For decades, Feu’u worked in a relatively insular New Zealand art world in which modern Pacific art was in its infancy . In the late 1980’s Fe’u u and friends established TAUTAI – an organisation dedicated to the recognition and development of Pacific contemporary art in New Zealand. Feu’u’s work was subsequently included in two groundbreaking exhibitions of Pacific contemporary art, Te Moemoea no Iotefa curated by Rangihiroa Panaho (1990) and Bottled Ocean curated by Jim Viviaeare, which toured New Zealand in 1994-1995.
Over the course of his career, Feu’u has gained regional institutional recognition, his work can be found in Te Papa Tongarewa, The Museum of New Zealand, Wellington; The Auckland Art Gallery – Toi O Tamaki, Auckland and the National Gallery, Brisbane, Australia.
Fatu Feu’u lives and works in New Zealand.
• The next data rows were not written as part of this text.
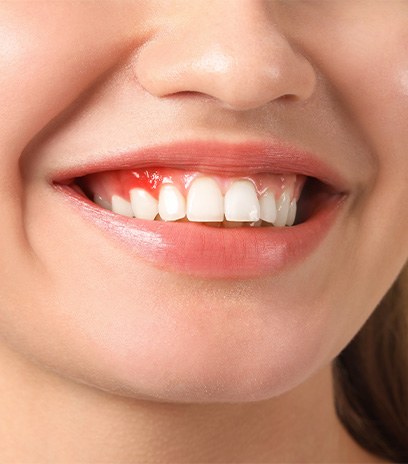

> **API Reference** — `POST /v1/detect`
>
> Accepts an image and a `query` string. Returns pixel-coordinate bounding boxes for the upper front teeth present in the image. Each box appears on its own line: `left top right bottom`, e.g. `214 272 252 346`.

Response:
159 184 186 221
187 177 224 222
103 176 296 227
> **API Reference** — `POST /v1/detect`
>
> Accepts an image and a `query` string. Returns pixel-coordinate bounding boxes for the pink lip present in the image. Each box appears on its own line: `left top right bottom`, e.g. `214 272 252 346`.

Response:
50 141 350 193
52 142 348 279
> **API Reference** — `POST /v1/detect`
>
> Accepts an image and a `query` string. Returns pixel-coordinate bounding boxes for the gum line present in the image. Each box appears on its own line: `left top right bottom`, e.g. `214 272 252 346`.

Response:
81 167 306 201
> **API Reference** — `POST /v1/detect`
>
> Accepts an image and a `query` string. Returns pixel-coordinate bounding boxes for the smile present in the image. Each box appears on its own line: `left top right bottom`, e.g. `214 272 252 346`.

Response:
52 142 348 278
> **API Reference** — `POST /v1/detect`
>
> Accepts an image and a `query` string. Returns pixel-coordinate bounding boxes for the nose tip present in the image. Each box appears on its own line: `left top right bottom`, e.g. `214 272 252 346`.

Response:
135 9 316 111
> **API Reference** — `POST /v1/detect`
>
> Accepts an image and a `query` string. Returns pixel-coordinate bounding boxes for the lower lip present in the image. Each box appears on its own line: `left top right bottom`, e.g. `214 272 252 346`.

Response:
55 185 346 279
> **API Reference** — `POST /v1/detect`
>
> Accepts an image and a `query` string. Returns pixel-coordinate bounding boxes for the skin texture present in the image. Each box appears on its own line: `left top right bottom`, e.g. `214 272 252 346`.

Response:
0 0 408 463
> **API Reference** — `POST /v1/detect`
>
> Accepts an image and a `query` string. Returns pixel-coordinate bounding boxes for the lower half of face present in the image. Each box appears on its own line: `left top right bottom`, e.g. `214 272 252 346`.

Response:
0 2 408 402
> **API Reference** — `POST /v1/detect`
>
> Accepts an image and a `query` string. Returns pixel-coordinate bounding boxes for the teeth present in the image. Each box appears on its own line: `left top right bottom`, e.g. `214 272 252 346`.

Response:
94 175 297 227
224 180 260 222
112 195 133 217
187 177 224 222
273 190 290 227
159 184 186 221
130 188 159 221
94 195 112 211
286 199 297 226
259 190 277 224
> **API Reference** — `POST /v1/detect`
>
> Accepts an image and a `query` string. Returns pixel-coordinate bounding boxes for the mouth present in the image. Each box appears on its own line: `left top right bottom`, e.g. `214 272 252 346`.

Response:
51 142 349 279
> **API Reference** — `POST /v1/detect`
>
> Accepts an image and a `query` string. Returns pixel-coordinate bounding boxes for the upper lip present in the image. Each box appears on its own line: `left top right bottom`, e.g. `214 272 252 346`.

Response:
51 140 350 194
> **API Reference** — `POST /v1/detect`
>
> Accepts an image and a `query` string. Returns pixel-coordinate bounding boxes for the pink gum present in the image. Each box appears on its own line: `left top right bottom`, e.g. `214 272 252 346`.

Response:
84 168 306 201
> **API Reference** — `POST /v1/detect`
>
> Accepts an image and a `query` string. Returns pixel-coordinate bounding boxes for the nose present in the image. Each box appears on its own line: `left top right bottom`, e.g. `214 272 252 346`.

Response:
135 0 316 111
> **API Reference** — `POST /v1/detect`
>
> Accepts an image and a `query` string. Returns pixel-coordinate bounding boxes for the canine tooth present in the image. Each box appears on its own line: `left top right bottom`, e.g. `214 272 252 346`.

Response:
224 180 260 222
159 184 186 221
187 177 224 222
130 188 159 221
286 199 297 226
259 190 277 224
94 194 112 211
112 195 133 217
273 190 290 227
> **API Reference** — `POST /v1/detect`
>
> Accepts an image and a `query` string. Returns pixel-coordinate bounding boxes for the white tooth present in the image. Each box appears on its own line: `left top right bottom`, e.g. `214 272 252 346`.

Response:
259 190 277 224
286 198 297 226
159 184 186 221
187 177 224 222
130 188 159 221
94 194 112 211
273 190 290 227
112 195 133 217
224 180 260 222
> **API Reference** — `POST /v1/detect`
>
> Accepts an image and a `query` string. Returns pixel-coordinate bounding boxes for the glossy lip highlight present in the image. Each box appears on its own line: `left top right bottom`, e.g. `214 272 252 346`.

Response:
55 185 346 279
52 142 348 279
49 141 350 193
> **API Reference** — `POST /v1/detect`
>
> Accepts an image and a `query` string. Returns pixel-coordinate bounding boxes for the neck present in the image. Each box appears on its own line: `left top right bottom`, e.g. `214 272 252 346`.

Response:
0 342 379 464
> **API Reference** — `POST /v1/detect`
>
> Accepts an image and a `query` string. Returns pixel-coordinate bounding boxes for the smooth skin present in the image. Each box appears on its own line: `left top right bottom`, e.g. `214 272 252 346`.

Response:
0 0 408 464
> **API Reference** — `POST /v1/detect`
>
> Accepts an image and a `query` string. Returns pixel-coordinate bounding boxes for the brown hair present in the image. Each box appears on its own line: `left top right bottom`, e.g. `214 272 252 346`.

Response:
333 265 408 463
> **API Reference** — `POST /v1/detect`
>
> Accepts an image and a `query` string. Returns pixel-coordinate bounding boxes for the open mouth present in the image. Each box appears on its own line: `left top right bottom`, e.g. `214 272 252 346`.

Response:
51 142 350 279
68 167 340 228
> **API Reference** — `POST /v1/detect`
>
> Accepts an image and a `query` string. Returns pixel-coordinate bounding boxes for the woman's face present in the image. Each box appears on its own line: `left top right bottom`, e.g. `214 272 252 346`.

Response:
0 0 408 401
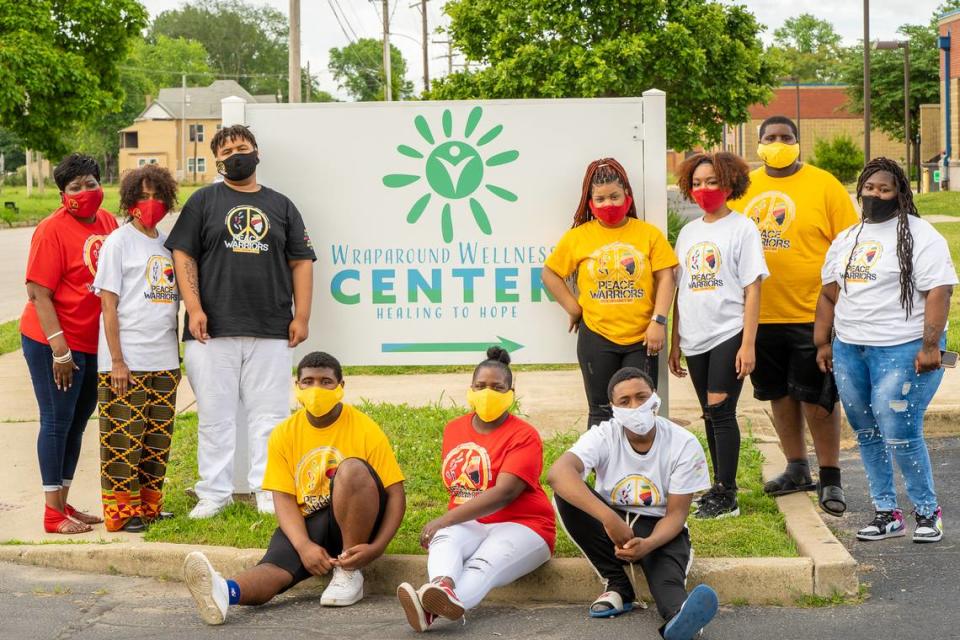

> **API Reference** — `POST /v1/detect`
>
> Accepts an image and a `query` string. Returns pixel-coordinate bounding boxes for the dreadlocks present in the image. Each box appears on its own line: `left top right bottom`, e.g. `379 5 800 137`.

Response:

(From The Guide, 2001) Fatu Feu’u was born in the village of Poutasi Falealili on the island of Upolu in Samoa. Educated at Apia’s Samoa College, he emigrated to New Zealand in 1966 in order to study art. He was soon encouraged by local artists to continue with his painting, and he has held regular exhibitions since 1983, both nationally and internationally.
His significance as a mentor for other Pacific artists has been widespread, as much through his sense of vocation as by the example of his art. In paintings, prints, and sculpture, Feu’u has transformed traditional design motifs into fresh meanings: tatau, siapo, ufimata, lalaga and gogo – tattoo, barkcloth, masks, weaving and the frigate bird – have together with lapita pottery all contributed to his visual presentation of Samoan legends and fa’a Samoa or Samoan culture.
In Tapa’au (woven coconut mat) the white fuga or blossom of the scented frangipani and the sight and sound of the frigate bird are symbols of birth and life that Samoans understand as being inseparable from their culture. By showing his art to people living outside of Samoa, Fatu Feu’u has revivified the connections between Samoan contemporary life and historical events and reinforced that are each is an ingredient of a transplanted heritage: ‘I’ve taken the traditional art form and brought it into the contemporary, to today, and somebody else can take it to tomorrow. It’s a way of keeping our art alive.’